Schlagwort-Archive: Bilbao

La Galea

f1

In dem Bemühen, dass seine Besucher auch nur ja alle Highlights kennen lernen, gibt das Touristenbüro, nur wenige Meter von unserem Hotel entfernt, eine Karte mit „Touristic walks“ heraus, sechs an der Zahl. Die ersten beiden, am Strand entlang und dann zur Marina, haben wir, ohne es zu ahnen, am ersten Abend auf der Suche nach Essbaren absolviert. Da diese Suche dort nicht zum gewünschten Erfolg führte, haben wir – mit einem leichten Schaudern, wie ihr Euch vielleicht erinnert – den „Paseo de las grandes Villas“ drangehängt. Nummer vier war dann die Verlängerung der ersten drei zur Biskaya-Brücke, den Weg bin ich gegangen, um mich mit meiner Freundin dort zu treffen. Wirklich schön war der fünfte Weg durch die kleinen Gässchen des Fischerdorfes Puerto Viejo, wo man sich in einer netten Bar mit Meerblick unter Platanen bei einem Weißwein vom Treppensteigen erholen konnte. Die letzte und bei weitem „superlativste“ Tour haben wir gestern gemacht. Sie führte von einer „Molino (1726)“ zu einem eher banalen gleichaltrigen „Fuerte (1742)“ bzw. zu dem, was davon noch übrig ist. Halt, ich vergaß: zuerst kommt noch als Sightseeing-Stopp: „Cementario (1908)“, wirklich, so steht es auf dem Flyer. Wir ließen Friedhof , Mühle und Fort rechts bzw. links liegen und hielten Kurs auf den Leuchtturm an der Spitze der Klippen.

f3

Als Leuchtturm ist er nicht sehr beeindruckend, aber er markiert den Punkt, wo man das Delta der Ria de Bilbao verlässt und nun dem atlantischen Ozean gegenüber steht. Und ab hier wird es so schön, dass einem schnell die Superlative ausgehen. Die Klippen aus jenem hochgefalteten Sediment, das wir in Zumaya bewundert hatten, bieten dramatische Ausblicke nach unten, wo der Atlantik seine Brecher gegen das Hindernis wirft. Wie bröselig dieses Gestein ist, hatten wir gestern am Strand aus der Nähe gesehen. Hier oben konnte man an Rissen und Spalten im Boden sehen, wo der nächste oder übernächste Wintersturm einen Teil des Geländes, der Pfade mit sich nehmen wird. Gelegentlich zeigten Reste eines Gebäudes, dass die Kräfte der Natur unterschätzt worden waren. Besonders eindrücklich wirkten zwei verrostete T-Träger, die im schiefen Winkel zueinander standen und im Wind leicht vibrierend seltsam klagende Töne von sich gaben.

f2

Es gibt einen breiten betonierten Wanderweg etwa 10 Meter landeinwärts, aber natürlich läuft man lieber auf einem der vielen Trampelpfade an der Kante der Klippen. Oder, wenn die Risse und Spalten zu suggestiv werden, einen Meter weiter landeinwärts. In eine der Buchten, in die man sich vorsichtig vorlehnend hineinschauen kann, führte eine Treppe hinunter, zur Hälfte von einem Erdrutsch verschüttet, im unteren Teil wahrscheinlich von der Wucht der Winterstürme weggespült. So ein Weg, den man vielleicht noch nach unten schafft – aber wieder hoch? Wir haben natürlich verzichtet – und das hat nichts mit Angst zu tun. Nur mit Fantasie. Ich habe nämlich festgestellt, dass ich zuviel Fantasie habe: ich kann mir einfach zu gut vorstellen, was alles schief gehen könnte.
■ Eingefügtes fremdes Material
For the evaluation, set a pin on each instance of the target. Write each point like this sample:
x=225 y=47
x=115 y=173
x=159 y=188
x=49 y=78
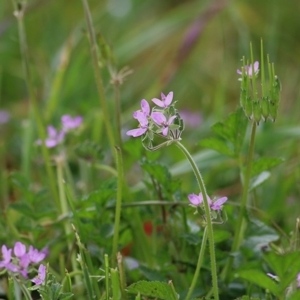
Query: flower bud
x=256 y=111
x=265 y=108
x=248 y=107
x=243 y=98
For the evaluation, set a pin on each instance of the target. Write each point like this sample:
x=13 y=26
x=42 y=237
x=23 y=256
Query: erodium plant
x=162 y=126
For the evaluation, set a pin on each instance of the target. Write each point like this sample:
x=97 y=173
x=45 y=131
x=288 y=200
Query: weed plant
x=186 y=199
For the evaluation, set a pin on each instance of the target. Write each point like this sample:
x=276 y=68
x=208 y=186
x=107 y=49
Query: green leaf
x=221 y=235
x=248 y=298
x=155 y=289
x=233 y=129
x=264 y=164
x=259 y=235
x=295 y=296
x=259 y=278
x=218 y=145
x=285 y=266
x=258 y=180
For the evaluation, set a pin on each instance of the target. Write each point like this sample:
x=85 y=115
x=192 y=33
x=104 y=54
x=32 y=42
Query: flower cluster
x=55 y=137
x=17 y=260
x=259 y=107
x=163 y=120
x=277 y=278
x=248 y=70
x=197 y=200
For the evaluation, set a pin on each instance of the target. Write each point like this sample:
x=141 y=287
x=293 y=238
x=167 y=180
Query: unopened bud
x=273 y=110
x=265 y=108
x=248 y=107
x=256 y=111
x=243 y=98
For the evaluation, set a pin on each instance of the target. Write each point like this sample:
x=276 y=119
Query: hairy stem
x=208 y=220
x=242 y=222
x=95 y=60
x=199 y=264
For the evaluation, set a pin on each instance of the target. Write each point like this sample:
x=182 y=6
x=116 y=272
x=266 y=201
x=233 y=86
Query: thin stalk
x=95 y=60
x=241 y=222
x=65 y=210
x=208 y=220
x=19 y=13
x=117 y=109
x=199 y=264
x=119 y=162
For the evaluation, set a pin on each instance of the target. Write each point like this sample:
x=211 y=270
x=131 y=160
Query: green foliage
x=156 y=289
x=231 y=134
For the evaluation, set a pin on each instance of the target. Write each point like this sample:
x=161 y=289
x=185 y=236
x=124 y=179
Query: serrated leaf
x=285 y=266
x=259 y=278
x=295 y=296
x=258 y=180
x=264 y=164
x=233 y=129
x=155 y=289
x=217 y=145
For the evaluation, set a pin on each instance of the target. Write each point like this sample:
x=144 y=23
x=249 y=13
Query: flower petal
x=169 y=99
x=195 y=199
x=136 y=132
x=158 y=117
x=158 y=102
x=145 y=107
x=218 y=203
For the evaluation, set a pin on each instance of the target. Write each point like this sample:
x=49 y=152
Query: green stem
x=241 y=222
x=19 y=13
x=119 y=162
x=208 y=220
x=199 y=264
x=118 y=113
x=64 y=210
x=95 y=59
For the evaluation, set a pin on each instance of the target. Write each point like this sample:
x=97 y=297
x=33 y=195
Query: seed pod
x=265 y=108
x=243 y=98
x=248 y=107
x=273 y=110
x=256 y=111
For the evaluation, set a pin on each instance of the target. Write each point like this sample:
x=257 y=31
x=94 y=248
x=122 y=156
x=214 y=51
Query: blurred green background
x=190 y=47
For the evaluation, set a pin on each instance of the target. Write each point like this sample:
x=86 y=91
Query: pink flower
x=143 y=127
x=54 y=137
x=145 y=109
x=160 y=119
x=248 y=70
x=19 y=249
x=165 y=100
x=70 y=123
x=40 y=278
x=197 y=200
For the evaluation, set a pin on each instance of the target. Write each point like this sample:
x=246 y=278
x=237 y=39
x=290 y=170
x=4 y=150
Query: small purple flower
x=143 y=120
x=197 y=200
x=145 y=109
x=248 y=70
x=70 y=123
x=217 y=205
x=6 y=262
x=4 y=116
x=191 y=119
x=54 y=137
x=6 y=254
x=165 y=100
x=160 y=119
x=273 y=276
x=40 y=278
x=35 y=256
x=19 y=249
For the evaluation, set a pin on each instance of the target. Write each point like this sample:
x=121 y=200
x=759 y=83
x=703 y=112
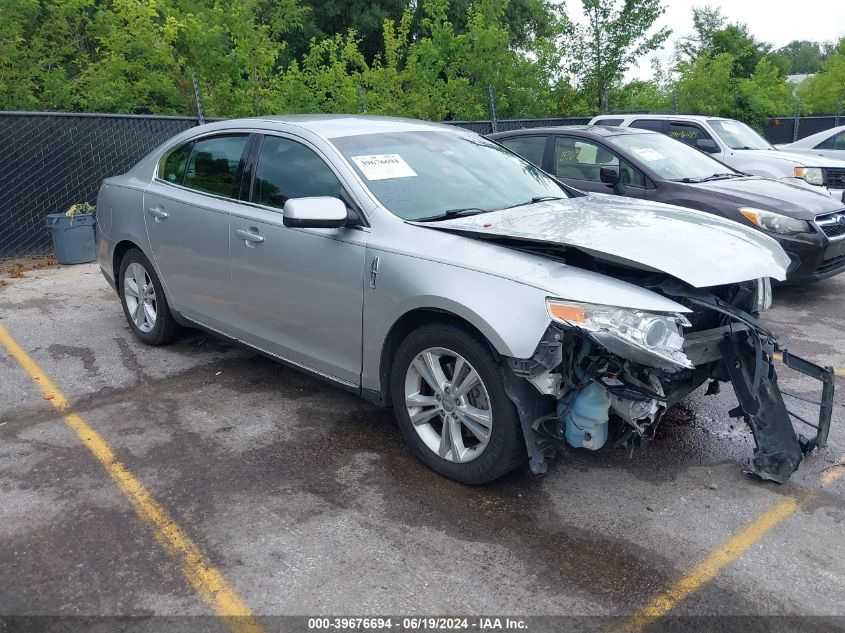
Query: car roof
x=659 y=117
x=577 y=130
x=338 y=125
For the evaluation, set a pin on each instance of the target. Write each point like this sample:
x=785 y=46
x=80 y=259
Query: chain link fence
x=790 y=129
x=51 y=161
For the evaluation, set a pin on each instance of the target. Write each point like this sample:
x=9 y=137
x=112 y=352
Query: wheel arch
x=412 y=320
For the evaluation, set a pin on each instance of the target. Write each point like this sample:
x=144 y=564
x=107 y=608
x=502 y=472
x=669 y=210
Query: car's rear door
x=186 y=210
x=299 y=291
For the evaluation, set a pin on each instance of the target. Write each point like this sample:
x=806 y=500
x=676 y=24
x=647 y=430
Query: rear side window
x=531 y=148
x=649 y=124
x=172 y=166
x=687 y=133
x=214 y=162
x=287 y=169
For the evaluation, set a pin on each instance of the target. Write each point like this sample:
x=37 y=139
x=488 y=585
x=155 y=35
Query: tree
x=611 y=41
x=825 y=92
x=804 y=57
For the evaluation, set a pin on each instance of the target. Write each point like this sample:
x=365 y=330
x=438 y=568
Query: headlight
x=813 y=175
x=775 y=222
x=764 y=295
x=647 y=337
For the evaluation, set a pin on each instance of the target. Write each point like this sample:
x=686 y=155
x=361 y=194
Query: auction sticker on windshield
x=648 y=153
x=383 y=166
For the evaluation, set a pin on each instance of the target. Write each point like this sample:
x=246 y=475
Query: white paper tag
x=383 y=166
x=648 y=153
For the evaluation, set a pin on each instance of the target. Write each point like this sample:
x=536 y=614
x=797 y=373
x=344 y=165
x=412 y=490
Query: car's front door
x=186 y=211
x=300 y=291
x=578 y=162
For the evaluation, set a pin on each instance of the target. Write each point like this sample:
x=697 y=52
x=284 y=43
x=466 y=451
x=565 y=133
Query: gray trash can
x=73 y=237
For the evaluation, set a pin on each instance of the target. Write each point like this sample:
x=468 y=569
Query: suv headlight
x=813 y=175
x=764 y=295
x=775 y=222
x=650 y=338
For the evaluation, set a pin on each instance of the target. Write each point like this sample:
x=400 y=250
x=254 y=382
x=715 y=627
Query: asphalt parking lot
x=307 y=502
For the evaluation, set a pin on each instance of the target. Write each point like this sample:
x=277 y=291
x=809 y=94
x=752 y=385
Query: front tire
x=143 y=300
x=451 y=405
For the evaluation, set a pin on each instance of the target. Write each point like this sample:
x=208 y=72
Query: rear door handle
x=158 y=213
x=249 y=236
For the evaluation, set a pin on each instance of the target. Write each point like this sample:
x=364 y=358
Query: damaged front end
x=605 y=375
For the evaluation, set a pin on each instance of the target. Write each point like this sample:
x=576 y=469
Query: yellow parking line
x=707 y=569
x=206 y=579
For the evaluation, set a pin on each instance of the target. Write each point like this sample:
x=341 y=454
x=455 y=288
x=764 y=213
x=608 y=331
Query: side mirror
x=322 y=212
x=609 y=175
x=707 y=145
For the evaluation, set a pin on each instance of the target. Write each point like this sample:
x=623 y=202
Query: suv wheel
x=452 y=407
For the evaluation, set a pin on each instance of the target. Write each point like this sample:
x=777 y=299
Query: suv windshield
x=667 y=158
x=737 y=135
x=425 y=175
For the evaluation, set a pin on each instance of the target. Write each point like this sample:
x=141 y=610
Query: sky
x=775 y=21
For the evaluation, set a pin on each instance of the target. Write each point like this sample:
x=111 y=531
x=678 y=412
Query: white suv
x=738 y=146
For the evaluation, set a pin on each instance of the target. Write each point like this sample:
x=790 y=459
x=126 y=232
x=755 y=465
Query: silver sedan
x=497 y=311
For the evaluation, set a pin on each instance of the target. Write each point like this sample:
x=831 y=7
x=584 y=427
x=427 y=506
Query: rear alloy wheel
x=144 y=303
x=451 y=405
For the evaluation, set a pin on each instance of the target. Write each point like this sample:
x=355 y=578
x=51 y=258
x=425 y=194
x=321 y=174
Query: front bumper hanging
x=749 y=360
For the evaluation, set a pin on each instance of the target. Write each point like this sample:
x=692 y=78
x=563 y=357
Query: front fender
x=511 y=315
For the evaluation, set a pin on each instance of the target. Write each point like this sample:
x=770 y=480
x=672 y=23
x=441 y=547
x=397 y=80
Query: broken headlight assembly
x=775 y=222
x=650 y=338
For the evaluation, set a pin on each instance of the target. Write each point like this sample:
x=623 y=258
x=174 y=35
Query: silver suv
x=737 y=145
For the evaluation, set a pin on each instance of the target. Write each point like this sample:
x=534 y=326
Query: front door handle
x=158 y=213
x=249 y=236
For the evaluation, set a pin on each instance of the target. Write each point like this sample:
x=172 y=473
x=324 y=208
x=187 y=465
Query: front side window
x=426 y=174
x=668 y=159
x=582 y=160
x=531 y=148
x=287 y=169
x=172 y=166
x=836 y=141
x=687 y=133
x=213 y=166
x=737 y=135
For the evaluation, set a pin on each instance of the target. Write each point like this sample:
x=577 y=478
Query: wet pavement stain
x=84 y=354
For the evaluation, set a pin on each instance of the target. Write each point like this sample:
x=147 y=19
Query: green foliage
x=825 y=92
x=612 y=40
x=433 y=59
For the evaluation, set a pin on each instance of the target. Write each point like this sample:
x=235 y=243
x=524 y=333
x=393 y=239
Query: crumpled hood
x=772 y=195
x=699 y=248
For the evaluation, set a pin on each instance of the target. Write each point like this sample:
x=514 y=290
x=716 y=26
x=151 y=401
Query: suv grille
x=835 y=178
x=832 y=224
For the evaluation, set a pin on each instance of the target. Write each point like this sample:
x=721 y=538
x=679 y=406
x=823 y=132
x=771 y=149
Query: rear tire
x=464 y=426
x=143 y=300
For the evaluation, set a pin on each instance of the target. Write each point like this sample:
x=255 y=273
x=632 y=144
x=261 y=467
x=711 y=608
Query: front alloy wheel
x=448 y=404
x=448 y=393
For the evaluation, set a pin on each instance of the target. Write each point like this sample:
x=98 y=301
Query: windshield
x=667 y=158
x=737 y=135
x=424 y=175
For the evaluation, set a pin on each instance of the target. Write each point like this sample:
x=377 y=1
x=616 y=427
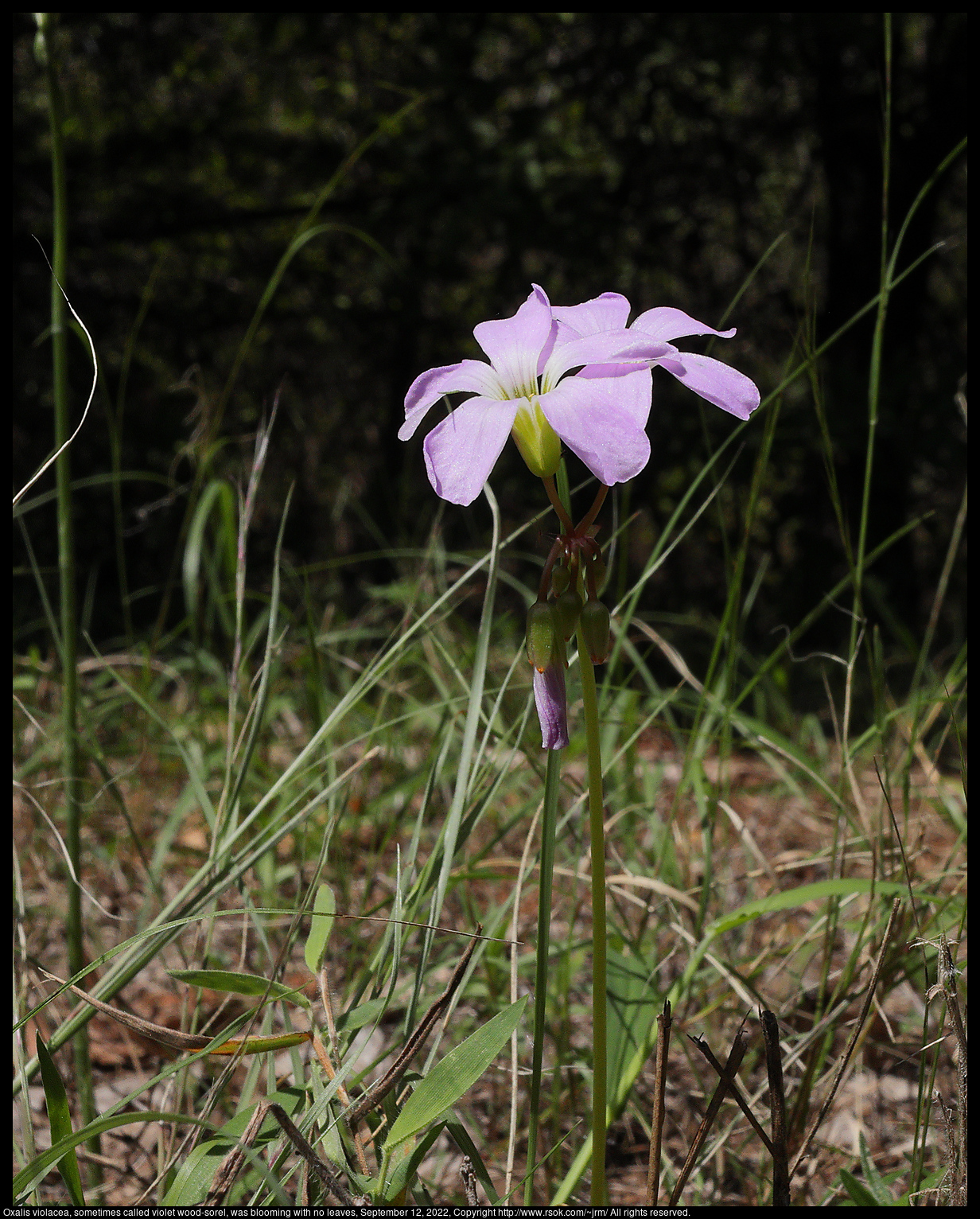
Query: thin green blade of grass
x=59 y=1116
x=455 y=1074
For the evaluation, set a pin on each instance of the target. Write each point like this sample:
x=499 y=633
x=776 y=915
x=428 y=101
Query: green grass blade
x=321 y=925
x=60 y=1117
x=231 y=983
x=455 y=1074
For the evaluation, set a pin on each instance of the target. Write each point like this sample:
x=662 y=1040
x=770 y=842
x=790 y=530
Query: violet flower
x=526 y=391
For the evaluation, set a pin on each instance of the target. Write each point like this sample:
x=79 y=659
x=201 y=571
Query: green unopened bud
x=595 y=630
x=542 y=634
x=567 y=610
x=560 y=579
x=538 y=442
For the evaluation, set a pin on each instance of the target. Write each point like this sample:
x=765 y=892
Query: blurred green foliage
x=657 y=155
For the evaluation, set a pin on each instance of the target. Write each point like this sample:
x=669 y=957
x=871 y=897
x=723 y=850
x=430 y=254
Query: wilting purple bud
x=552 y=710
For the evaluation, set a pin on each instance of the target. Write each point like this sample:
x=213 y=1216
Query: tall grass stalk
x=71 y=767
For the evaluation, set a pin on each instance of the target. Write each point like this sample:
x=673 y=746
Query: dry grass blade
x=190 y=1042
x=728 y=1074
x=659 y=1086
x=377 y=1092
x=858 y=1026
x=778 y=1108
x=231 y=1163
x=469 y=1182
x=957 y=1131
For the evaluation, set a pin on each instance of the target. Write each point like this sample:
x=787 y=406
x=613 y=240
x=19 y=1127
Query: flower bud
x=595 y=630
x=567 y=610
x=542 y=634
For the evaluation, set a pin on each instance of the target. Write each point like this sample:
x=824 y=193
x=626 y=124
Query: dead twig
x=659 y=1112
x=231 y=1166
x=377 y=1092
x=728 y=1074
x=860 y=1024
x=778 y=1108
x=735 y=1091
x=469 y=1182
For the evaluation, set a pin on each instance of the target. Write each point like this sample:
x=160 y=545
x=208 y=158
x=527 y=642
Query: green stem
x=874 y=380
x=597 y=840
x=560 y=508
x=549 y=820
x=71 y=765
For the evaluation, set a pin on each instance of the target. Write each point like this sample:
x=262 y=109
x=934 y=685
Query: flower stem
x=583 y=526
x=549 y=820
x=597 y=841
x=552 y=494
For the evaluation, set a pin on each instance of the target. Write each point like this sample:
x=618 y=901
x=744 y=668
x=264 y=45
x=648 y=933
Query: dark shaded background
x=656 y=155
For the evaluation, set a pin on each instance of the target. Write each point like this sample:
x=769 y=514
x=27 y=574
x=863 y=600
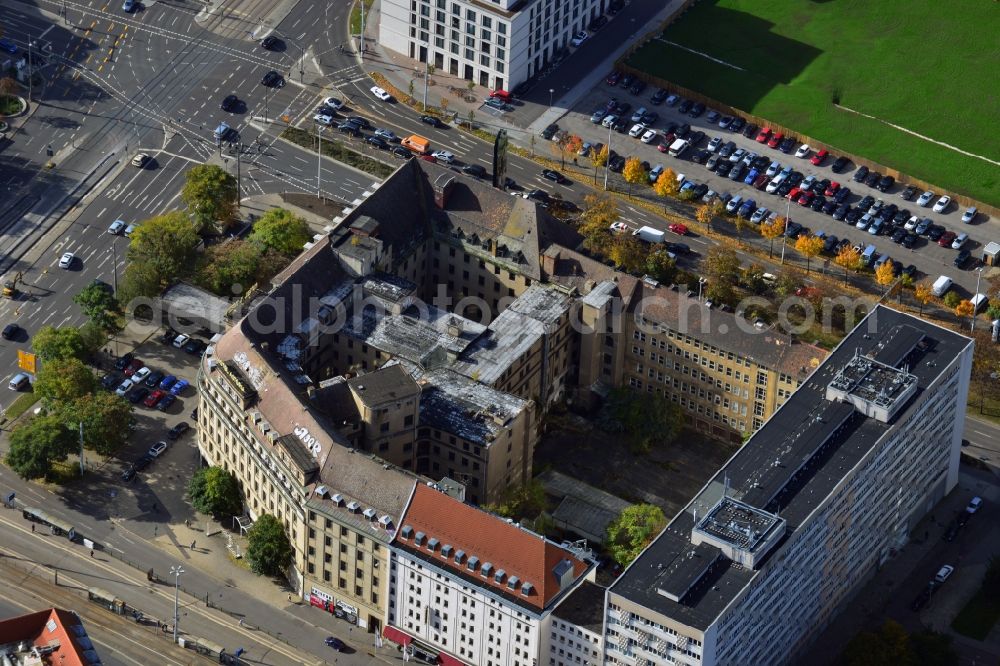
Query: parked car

Auf unserem Rückweg ging jedenfalls alles gut. Wir kamen dann nach fast 8 km doch etwas erhitzt und müde in den Gassen des Alten Hafens an. Monsieur dachte an einen kühlen Wein, ich eher an die Dusche im Hotel. Da sahen wir just in „unserer“ Bar Freunde sitzen. So kam Monsieur dann doch noch zu seinem Wein – und ich natürlich auch.

f7

Und die Dusche, die wartete auch  noch eine Stunde später geduldig auf uns.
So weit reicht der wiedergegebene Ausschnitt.